Enter scientific notation as 1.23E4
To calculate the value of Ecell, we need to first find the concentrations of H+ in the NH3 solution.
NH3 is a weak base and reacts with water to form the ammonium ion (NH4+) and hydroxide ion (OH-):
NH3 + H2O ⇌ NH4+ + OH-
The equilibrium expression for the reaction is:
Kw = [NH4+][OH-] / [NH3]
At 25°C, the value of Kw (ion product constant for water) is 1.0 x 10^-14 M^2.
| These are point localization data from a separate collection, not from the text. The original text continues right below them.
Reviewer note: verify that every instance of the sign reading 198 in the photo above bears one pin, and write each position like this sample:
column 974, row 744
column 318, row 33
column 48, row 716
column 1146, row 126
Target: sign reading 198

The concentration of NH3 in the solution is given as 0.62 M. Let's assume x is the concentration of [NH4+] formed and [OH-] would also be x (as they are in a 1:1 ratio).
Therefore, we can substitute these values into the equilibrium expression:
1.0 x 10^-14 = (x)(x) / 0.62
x^2 = 1.0 x 10^-14 * 0.62
x^2 = 6.2 x 10^-15
x = √(6.2 x 10^-15)
x ≈ 7.87 x 10^-8
Now we have the concentration of [NH4+], which is approximately 7.87 x 10^-8 M. Since [NH4+] and [H+] are in a 1:1 ratio (due to the reaction NH3 + H2O ⇌ NH4+ + OH-), the concentration of [H+] in the NH3 solution is also 7.87 x 10^-8 M.
Next, we can calculate the cell potential (Ecell) using the Nernst equation:
Ecell = E°cell - (0.0592 V / n) * log(Q)
In this case, since the hydrogen electrodes are the same, E°cell is assumed to be zero. n represents the number of electrons transferred in the balanced redox equation (which is 2 for the hydrogen electrode).
Q is the reaction quotient, which is given by the ratio of product concentrations to reactant concentrations:
Q = ([H+] in solution with NH3) / ([H+] in solution with H+)
Q = (7.87 x 10^-8 M) / (1.0 M)
Now we can substitute the values into the Nernst equation:
Ecell = 0 - (0.0592 V / 2) * log(7.87 x 10^-8 M / 1.0 M)
Ecell = - (0.0592 V / 2) * log(7.87 x 10^-8)
Calculating this value, we find:
Ecell ≈ -0.0592 V * (-7.10383)
Ecell ≈ 0.4198 V
Therefore, the value of Ecell is approximately 0.420 V (with 3 significant digits).